His research investigates the role of nutrition in carcinogenesis, with a focus on folate metabolism, epigenetics, and nutrigenomics. He has led several major studies on the dual modulatory effects of folate in cancer prevention and progression, influencing public health policies on folic acid fortification in Canada and the United States. His work has been cited in reports by the US National Academy of Science and the European Food Safety Authority.

Kim has received numerous research grants from agencies such as the Canadian Institutes of Health Research (CIHR), the Canadian Cancer Society, and the American Institute for Cancer Research.

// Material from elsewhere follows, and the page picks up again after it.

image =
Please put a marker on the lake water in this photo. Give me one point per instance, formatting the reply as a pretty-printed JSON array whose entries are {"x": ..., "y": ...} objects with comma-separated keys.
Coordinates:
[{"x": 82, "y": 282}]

==Research contributions==
Kim’s research has significantly contributed to understanding the role of folate in cancer biology. His notable findings include the dual effect of folate on cancer, showing that folate deficiency can increase cancer risk, while excessive supplementation may promote tumor progression; the impact of maternal folic acid supplementation on offspring cancer risk, demonstrating protective effects in colorectal cancer but increased risk for breast cancer; and, the pharmacogenetics of folate metabolism, identifying genetic variants that influence chemotherapy response.

Kim has published over 140 peer-reviewed scientific articles, including original research, reviews, consensus guidelines, and book chapters.

==Honors and awards==
Kim has received multiple awards for his contributions to gastroenterology and nutrition research, notably being award a fellowship in the Canadian Association of Gastroenterology in 2021.